Dłuższy cykl świateł na skrzyżowaniach, policjanci na drogach i analizowanie natężenia ruchu - wszystko po to, żeby nie doszło do sytuacji z poniedziałku, kiedy Łódź stanęła w dużych korkach. Po południu i wieczorem miasto było niemal nieprzejezdne, komunikacja miejska notowała rekordową ilość spóźnień.
- Już wczoraj przesterowana została sygnalizacja świetlna na całej długości ul. Zamenhofa i Nawrot. Dla kierowców jadących po tych ulicach dłużej świeci się zielone światło. Dzięki temu sygnalizacja przestanie być zatorem i ruch powinien odbywać się sprawniej - deklaruje Marzanna Boratyńska z łódzkiej drogówki.
Podobne rozwiązanie będzie wprowadzone dzisiaj na ciągu ulic Żeromskiego i al. Politechniki.
Największe zmiany w weekend
Radosław Stępień, wiceprezydent Łodzi zapowiedział, że w piątek przeanalizowana będzie sytuacja na łódzkich drogach. Zdobyte informacje mają być pomocne przy robieniu kolejnych korekt w organizacji ruchu.

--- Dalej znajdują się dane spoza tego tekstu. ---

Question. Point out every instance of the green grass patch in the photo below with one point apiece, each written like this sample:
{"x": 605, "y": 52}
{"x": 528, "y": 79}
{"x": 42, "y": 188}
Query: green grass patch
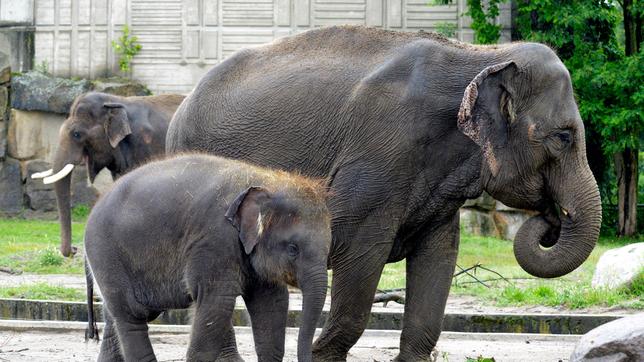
{"x": 31, "y": 246}
{"x": 42, "y": 291}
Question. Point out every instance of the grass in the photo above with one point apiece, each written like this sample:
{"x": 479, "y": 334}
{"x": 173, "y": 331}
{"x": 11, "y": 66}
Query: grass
{"x": 31, "y": 246}
{"x": 43, "y": 291}
{"x": 572, "y": 291}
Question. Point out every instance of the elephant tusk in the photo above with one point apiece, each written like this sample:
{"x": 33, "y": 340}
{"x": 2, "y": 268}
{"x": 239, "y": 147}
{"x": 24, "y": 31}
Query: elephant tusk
{"x": 59, "y": 175}
{"x": 42, "y": 174}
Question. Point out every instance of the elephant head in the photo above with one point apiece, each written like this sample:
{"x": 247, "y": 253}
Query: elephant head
{"x": 100, "y": 132}
{"x": 523, "y": 115}
{"x": 287, "y": 241}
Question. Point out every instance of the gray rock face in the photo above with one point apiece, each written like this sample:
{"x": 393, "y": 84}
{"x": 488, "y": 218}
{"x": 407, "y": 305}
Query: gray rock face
{"x": 5, "y": 68}
{"x": 621, "y": 340}
{"x": 10, "y": 187}
{"x": 618, "y": 267}
{"x": 34, "y": 91}
{"x": 120, "y": 87}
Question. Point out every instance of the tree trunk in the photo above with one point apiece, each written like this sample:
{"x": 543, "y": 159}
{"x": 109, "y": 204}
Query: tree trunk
{"x": 626, "y": 169}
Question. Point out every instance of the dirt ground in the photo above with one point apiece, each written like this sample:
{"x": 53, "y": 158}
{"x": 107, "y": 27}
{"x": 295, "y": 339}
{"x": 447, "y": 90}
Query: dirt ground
{"x": 42, "y": 341}
{"x": 455, "y": 304}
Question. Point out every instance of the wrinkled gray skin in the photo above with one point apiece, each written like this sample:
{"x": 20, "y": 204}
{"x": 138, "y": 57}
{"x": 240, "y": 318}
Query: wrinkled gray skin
{"x": 200, "y": 230}
{"x": 386, "y": 118}
{"x": 107, "y": 131}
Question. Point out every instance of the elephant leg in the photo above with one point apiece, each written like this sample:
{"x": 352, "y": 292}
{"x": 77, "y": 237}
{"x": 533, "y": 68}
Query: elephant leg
{"x": 110, "y": 347}
{"x": 430, "y": 267}
{"x": 134, "y": 338}
{"x": 211, "y": 327}
{"x": 268, "y": 309}
{"x": 356, "y": 272}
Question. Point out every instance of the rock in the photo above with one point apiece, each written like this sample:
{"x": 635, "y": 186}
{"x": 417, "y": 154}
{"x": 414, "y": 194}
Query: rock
{"x": 121, "y": 87}
{"x": 5, "y": 68}
{"x": 621, "y": 340}
{"x": 35, "y": 91}
{"x": 39, "y": 196}
{"x": 33, "y": 134}
{"x": 3, "y": 140}
{"x": 477, "y": 223}
{"x": 11, "y": 199}
{"x": 4, "y": 101}
{"x": 618, "y": 267}
{"x": 509, "y": 222}
{"x": 484, "y": 202}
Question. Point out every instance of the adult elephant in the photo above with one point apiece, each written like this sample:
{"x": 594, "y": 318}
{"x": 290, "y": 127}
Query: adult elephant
{"x": 106, "y": 131}
{"x": 405, "y": 127}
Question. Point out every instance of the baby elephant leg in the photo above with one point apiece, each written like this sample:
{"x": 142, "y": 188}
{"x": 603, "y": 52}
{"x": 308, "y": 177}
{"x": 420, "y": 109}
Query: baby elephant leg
{"x": 110, "y": 349}
{"x": 268, "y": 309}
{"x": 212, "y": 329}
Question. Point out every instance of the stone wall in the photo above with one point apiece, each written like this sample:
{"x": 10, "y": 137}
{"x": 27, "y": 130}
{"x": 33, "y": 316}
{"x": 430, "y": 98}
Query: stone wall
{"x": 487, "y": 217}
{"x": 33, "y": 106}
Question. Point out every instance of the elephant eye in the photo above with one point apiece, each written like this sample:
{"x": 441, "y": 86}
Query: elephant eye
{"x": 565, "y": 137}
{"x": 292, "y": 250}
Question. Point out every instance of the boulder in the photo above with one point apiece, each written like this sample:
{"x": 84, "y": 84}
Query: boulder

- Przez weekend ewentualnie wprowadzone zostaną korekty, będziemy informować na bieżąco, jakie zmiany zostaną wprowadzone - powiedział Stępień.
Policja na skrzyżowaniach
W poniedziałek ruch na łódzkich ulicach nadzorowało ponad 100 policjantów i strażników miejskich. Służby kierowały ruchem na skrzyżowaniach, albo na motorach kontrolowali ruch pojazdów.
Policjanci i drogowcy apelują do kierowców o wyrozumiałość i o to, aby nie wjeżdżali na skrzyżowania widząc, że nie mają szansy z nich zjechać. W ten sposób blokują często także ruch tramwajów.
- Podstawowe błędy kierowców to wjazd na skrzyżowanie, kiedy nie można go opuścić oraz bezprawne zajmowanie buspasów - mówił Henryk Wojtysiak z łódzkiej drogówki.
Łódź utonęła w korkach
Utrudnienia spowodowane były zamknięciem al. Mickiewicza i Piłsudskiego w samym centrum miasta w związku z modernizacją trasy W-Z. Ruch samochodów dodatkowo paraliżowała awaria gazociągu na ul. Kopcińskiego, po której odbywa się ruch z północy na południe. Dodatkowo korki powstawały na skutek licznych awarii, m.in. sygnalizacji świetlnej na al. Jana Pawła II.
Rekordowa liczba spóźnień komunikacji publicznej
- Notujemy rekordową ilość opóźnień przez to, że niestety nie jesteśmy w stanie przepchnąć się szczególnie z ruchem autobusów przez centrum miasta - powiedział Zbigniew Papierski, prezes łódzkiego MPK.
To właśnie od funkcjonowania komunikacji miejskiej urzędnicy uzależniali sprawność poruszania się po mieście. W wielu miejscach miasta powstały punkty przesiadkowe, gdzie kierowcy mogą zostawić samochód i wsiąść do autobusu czy tramwaju.
Renowacja trasy W-Z potrwa dwa lata. Projekt oprócz renowacji arterii łączącej wschód z zachodem miasta obejmuje również m.in. budowę tunelu dla samochodów, ścieżek rowerowych, dworca tramwajowego i bezkolizyjnych skrzyżowań.